In a report prepared for the upcoming Group of 20 meeting in Turkey, IMF staff said Thursday that the Fed should hold off raising interest rates until there are firm signs of rising inflation as well as a stronger labor market.
“The Federal Open Market Committee’s decision should remain data-dependent, with the first increase in the federal funds rate waiting until continued strength in the labor market is accompanied by firm signs of inflation rising steadily toward the Federal Reserve’s 2 percent medium-term inflation objective,” said the report, which does not necessarily reflect the views of the Fund’s executive board.
Spare economic capacity and very low inflation justify keeping monetary policy loose in most major advanced economies, the staff said.
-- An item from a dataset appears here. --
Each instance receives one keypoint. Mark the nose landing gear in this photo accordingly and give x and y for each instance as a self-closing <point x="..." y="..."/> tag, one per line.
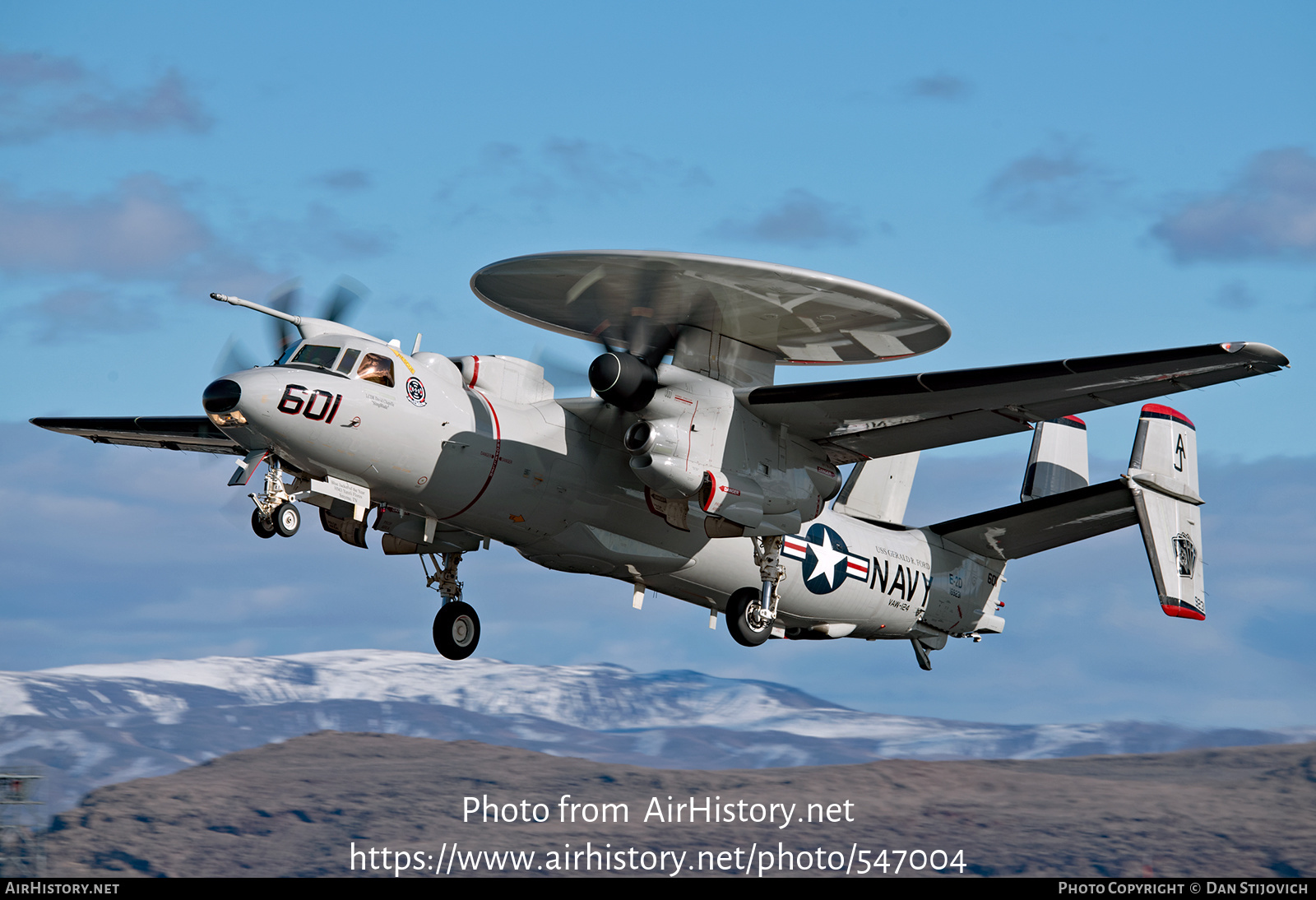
<point x="457" y="628"/>
<point x="750" y="612"/>
<point x="276" y="512"/>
A strong U.S. employment report for September has heightened expectations that the Fed will decide to go ahead with the long-awaited liftoff of interest rates at its December meeting. A Reuters poll published on Tuesday showed a 70% chance of a rate hike next month.
“Policymakers … are split over whether inflation is likely to rise from the current 1.3 percent under their preferred measure, which excludes food and energy,” Reuters noted.
Forbes said the IMF had missed “one vital point about monetary policy: it takes time to work through to the real economy. That means you can’t and don’t wait for inflation changes to arrive to change monetary policy: you’ve got to predict where you think inflation is going to be in the future and change policy now to influence it then.”
“What the Fed is really trying to do is figure out what the inflation rate is going to be in 18 months’ time so as to change interest rates now if need be,” Forbes added.
The IMF has previously warned that a move to raise interest rates in the U.S. and other advanced economies could spell trouble for emerging markets where companies have bulked up on cheap debt.